I suppose if you are planning to empty all the trays out each day and start again with fresh litter it will be OK, but does mean you will get through a heck of a lot of litter that way. 

The litter that I think is far and away the best is Natures Best (OKO Plus). It is a cereal based clumping litter, nice and soft on the paws, and easy to dig in. 
The clumps are easy to remove from the trays and are flushable (the wet bits are compostable), so they don't make the rest of the tray smell bad. It is more expensive to buy but lasts for ages, so is good value for money. Most cats seem to like it. [email protected] sells it.


----------



## Tictoc2013 (Aug 5, 2013)

Oko is definitely the best litter out there x


----------



## EmmaMia (Jul 28, 2013)

Is this it? I've never heard of Oko before. Might get a trial bag to see how she is with it..

Cat's Best Öko Plus: Great Deals on Cat Litter at zooplus


----------



## Tictoc2013 (Aug 5, 2013)

Yes that's it and its great x


----------



## lovemykittys (Jul 11, 2013)

I definately agree Natures Best (OKO Plus) is THE best cat litter. I have tried so many litters and this one is just perfect and works out much cheaper in the long run as it lasts so well. You must try it and see for yourself. If you didnt have hooded litter box it could possibly be messy if your cats are anything like mine but this litter in a hooded box is unbeatable


----------



## OrientalSlave (Jan 26, 2012)

For a clumping litter, Everclean is excellent though it does tend to track. The HD version is very fine, unscented and forms strong clumps.
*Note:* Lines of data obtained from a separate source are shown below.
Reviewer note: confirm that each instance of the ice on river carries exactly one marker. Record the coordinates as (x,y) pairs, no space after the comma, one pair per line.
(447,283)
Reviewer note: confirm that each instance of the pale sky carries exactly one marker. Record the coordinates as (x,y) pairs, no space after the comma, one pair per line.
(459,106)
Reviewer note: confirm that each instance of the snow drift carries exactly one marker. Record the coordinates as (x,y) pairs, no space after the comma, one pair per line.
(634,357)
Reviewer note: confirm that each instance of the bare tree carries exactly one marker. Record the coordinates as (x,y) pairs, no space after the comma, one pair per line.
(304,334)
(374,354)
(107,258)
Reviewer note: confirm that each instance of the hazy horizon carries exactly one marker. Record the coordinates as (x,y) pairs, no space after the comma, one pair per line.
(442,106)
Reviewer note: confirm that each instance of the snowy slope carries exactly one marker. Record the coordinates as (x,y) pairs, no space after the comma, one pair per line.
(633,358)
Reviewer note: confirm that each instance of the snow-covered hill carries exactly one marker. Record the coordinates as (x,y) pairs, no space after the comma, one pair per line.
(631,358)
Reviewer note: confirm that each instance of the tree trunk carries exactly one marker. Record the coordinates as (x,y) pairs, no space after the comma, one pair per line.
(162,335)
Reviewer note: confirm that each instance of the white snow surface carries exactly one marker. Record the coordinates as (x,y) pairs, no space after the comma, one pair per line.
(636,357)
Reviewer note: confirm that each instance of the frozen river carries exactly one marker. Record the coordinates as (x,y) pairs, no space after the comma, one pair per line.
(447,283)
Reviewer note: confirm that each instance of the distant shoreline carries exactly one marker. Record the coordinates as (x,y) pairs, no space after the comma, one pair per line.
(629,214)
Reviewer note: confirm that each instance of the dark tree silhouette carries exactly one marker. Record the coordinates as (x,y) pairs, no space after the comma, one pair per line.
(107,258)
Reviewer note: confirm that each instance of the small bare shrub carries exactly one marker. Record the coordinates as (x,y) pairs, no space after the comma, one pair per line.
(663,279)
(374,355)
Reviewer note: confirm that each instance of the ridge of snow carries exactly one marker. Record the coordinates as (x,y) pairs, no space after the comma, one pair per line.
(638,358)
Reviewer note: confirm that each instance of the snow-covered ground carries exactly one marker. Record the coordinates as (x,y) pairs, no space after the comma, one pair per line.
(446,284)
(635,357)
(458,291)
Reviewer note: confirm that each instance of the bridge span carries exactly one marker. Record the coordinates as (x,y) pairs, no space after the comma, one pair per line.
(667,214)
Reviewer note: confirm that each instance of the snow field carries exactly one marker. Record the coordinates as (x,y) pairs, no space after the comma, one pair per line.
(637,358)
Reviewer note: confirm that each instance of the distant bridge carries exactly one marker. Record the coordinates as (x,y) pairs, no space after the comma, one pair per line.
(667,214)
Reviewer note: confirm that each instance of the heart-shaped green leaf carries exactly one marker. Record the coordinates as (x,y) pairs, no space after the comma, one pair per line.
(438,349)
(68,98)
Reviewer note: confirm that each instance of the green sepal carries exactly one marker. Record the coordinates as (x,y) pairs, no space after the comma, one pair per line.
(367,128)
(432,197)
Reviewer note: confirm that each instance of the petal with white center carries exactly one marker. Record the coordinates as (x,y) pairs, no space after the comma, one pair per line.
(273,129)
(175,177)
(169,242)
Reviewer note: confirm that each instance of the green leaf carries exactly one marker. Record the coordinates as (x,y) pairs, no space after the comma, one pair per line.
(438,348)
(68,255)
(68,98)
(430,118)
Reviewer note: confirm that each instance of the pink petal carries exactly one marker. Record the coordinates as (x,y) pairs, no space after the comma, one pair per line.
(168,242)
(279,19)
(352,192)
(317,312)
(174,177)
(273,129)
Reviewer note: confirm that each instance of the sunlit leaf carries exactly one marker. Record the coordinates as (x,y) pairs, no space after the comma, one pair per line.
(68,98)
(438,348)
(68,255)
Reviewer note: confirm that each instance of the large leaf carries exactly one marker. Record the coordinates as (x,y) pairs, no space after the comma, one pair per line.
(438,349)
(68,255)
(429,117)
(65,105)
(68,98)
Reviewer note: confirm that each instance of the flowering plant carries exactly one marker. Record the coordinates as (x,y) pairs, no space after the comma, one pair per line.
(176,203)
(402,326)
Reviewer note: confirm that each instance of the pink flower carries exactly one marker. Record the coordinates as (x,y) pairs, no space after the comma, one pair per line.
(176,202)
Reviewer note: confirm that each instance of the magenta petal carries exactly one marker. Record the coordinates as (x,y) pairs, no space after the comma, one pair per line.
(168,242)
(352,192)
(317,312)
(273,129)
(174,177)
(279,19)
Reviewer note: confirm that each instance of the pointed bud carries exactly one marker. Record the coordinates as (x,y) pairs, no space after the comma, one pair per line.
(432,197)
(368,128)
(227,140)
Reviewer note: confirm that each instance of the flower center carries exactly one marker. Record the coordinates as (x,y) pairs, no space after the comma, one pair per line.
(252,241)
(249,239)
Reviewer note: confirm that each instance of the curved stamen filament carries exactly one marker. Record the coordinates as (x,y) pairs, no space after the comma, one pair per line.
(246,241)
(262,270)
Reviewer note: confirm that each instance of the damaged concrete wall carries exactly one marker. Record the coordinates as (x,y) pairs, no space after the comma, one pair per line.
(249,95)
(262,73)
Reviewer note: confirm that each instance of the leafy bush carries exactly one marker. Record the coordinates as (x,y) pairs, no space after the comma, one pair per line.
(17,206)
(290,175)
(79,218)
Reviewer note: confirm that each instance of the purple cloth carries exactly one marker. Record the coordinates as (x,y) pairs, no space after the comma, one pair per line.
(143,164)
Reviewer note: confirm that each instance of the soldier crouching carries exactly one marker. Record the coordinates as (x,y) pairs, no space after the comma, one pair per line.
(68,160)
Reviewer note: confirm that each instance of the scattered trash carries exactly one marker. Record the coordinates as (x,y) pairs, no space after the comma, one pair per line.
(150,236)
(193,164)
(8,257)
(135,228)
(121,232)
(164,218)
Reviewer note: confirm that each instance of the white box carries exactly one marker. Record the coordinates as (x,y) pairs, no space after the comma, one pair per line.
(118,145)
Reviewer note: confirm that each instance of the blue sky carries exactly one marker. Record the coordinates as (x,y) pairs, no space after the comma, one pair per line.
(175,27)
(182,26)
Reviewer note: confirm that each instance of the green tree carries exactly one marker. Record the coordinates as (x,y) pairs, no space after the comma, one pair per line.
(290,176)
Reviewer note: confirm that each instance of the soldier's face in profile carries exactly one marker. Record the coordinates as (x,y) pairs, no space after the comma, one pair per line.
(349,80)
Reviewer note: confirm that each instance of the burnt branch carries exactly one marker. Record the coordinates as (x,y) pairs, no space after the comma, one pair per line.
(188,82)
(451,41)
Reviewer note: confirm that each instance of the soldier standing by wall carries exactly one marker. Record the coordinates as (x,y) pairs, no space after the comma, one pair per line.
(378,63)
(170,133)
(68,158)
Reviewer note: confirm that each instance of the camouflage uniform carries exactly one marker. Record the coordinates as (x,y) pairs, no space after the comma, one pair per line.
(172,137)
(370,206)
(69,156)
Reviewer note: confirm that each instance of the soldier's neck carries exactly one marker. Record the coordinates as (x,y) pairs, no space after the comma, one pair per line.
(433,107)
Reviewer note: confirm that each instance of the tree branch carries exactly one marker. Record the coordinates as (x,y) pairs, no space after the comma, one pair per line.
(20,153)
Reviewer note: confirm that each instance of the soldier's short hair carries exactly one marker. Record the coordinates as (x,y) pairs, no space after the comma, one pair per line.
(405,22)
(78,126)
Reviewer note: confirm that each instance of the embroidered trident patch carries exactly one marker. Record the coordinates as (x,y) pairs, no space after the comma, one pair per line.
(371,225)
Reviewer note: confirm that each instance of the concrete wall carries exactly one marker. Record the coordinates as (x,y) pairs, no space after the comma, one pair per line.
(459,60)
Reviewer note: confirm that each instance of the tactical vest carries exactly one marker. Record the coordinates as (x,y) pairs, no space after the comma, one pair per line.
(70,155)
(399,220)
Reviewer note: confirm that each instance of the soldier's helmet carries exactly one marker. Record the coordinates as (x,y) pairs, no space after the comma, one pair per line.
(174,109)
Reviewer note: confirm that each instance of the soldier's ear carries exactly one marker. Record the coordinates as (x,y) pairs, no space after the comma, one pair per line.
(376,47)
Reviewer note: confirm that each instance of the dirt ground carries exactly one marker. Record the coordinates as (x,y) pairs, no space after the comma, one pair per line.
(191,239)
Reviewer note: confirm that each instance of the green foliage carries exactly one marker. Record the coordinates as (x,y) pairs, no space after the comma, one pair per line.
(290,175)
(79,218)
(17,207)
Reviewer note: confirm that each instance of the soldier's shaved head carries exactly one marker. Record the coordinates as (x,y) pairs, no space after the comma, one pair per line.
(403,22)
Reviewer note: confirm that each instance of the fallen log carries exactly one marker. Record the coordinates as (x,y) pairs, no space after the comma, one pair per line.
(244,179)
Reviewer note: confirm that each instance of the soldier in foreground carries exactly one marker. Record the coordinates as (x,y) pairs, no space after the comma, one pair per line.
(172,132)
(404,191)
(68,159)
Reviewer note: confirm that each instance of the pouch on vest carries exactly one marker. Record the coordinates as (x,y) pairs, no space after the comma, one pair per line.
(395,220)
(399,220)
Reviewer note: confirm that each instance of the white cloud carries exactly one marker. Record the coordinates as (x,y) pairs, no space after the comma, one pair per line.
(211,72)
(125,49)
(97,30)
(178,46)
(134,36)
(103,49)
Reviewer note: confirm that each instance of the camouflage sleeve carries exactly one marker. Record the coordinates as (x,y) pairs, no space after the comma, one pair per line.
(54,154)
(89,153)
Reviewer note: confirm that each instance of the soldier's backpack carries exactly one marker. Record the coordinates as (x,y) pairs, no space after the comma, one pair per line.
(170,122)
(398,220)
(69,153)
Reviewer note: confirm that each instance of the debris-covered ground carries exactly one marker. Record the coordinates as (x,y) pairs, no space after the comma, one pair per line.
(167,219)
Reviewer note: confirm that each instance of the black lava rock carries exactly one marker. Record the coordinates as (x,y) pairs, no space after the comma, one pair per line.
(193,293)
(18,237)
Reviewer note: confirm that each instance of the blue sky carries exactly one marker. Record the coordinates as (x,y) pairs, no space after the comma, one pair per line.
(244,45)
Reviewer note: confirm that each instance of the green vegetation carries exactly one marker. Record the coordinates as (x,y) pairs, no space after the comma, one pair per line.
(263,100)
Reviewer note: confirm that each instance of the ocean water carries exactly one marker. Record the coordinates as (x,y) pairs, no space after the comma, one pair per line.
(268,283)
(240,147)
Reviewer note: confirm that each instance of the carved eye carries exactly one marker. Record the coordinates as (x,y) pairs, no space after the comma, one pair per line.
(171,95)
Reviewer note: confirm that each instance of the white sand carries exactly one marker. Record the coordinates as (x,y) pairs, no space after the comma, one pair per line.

I buy it from R&L Pet Products at Lancing which if you are at Brighton (your name suggests that) is quite close. They have a big range of cat litter including products made from recycled paper, wheat and other things.

However although one of my litter trays is filtered with a swing door I fold the door so it's open all the time. I think it can hold odours otherwise.


----------



## Citrineblue (Sep 28, 2012)

Definitely clumping for me all the time.........you just don't have to change the litter so often.

I love Worlds Best in my XXL litter tray, and use Cat's best Natures Gold (Oko but pelleted) in the other two trays. Both clump and are flushable. Both are soft on paws and the cats like both. They go through phases of which they like the best!!

I used to use the famous white litter brand and it just stinks sooooooo quickly. Recently I helped a friend when they were on holiday, she uses it and it just smells so quickly and you use so much changing the litter all the time. It fills your bin up darn fast too. I also prefer a natural based litter, less harm if ingested, and little problem with dust.


----------



## Muffins Mummy (Jul 28, 2013)

lovemykittys said:


> I definately agree Natures Best (OKO Plus) is THE best cat litter. I have tried so many litters and this one is just perfect and works out much cheaper in the long run as it lasts so well. You must try it and see for yourself. If you didnt have hooded litter box it could possibly be messy if your cats are anything like mine but this litter in a hooded box is unbeatable


In order for it to last so long, do you scoop it several times a day? Daily? Every other day? And do you top it up as you go - or do you use it for so long, dump the lsot and refill?

I tried the silica ones where they say top up every couple of days but I didnot find it very effective.


----------



## Muffins Mummy (Jul 28, 2013)

I just looked at OKO at Pets at Home, which we have near to us.

Nearly £10 for 10litres!!!! 

That is very expensive!!! BUT - if it lasts longer.....can anyone advise on how often you have to empty the lost and refill?

We have 2 indoor cats. 

Thanks!

=====================

I just looked at the R&L site mentioned on another post and fourn 30litres for £21 - thats better.


----------



## jill3 (Feb 18, 2009)

I have just changed over to Oko and I think it is Great:thumbsup:
I bought 40L bag from zooplus at £25.
I have used this for two weeks and hardly used much at all.
I think it does work out very competitive to the cheaper brands.
Asda clay clumping litter we would get through 1 in a week. With Oko once you have filled the Litter Tray you only top it up now and again.
The clumping is very good. I just chuck it down the loo
There is no smell.
I don't over fill the tray.

They say to refresh the litter once every 6 weeks. I suppose that varies.
Our trays seem to be dry and after 2 weeks there is no smell


----------



## Muffins Mummy (Jul 28, 2013)

jill3 said:


> I have just changed over to Oko and I think it is Great:thumbsup:
> I bought 40L bag from zooplus at £25.
> I have used this for two weeks and hardly used much at all.
> I think it does work out very competitive to the cheaper brands.
> ...


Sounds great! I am going to try it. We go through a bag a week of ASDA litter.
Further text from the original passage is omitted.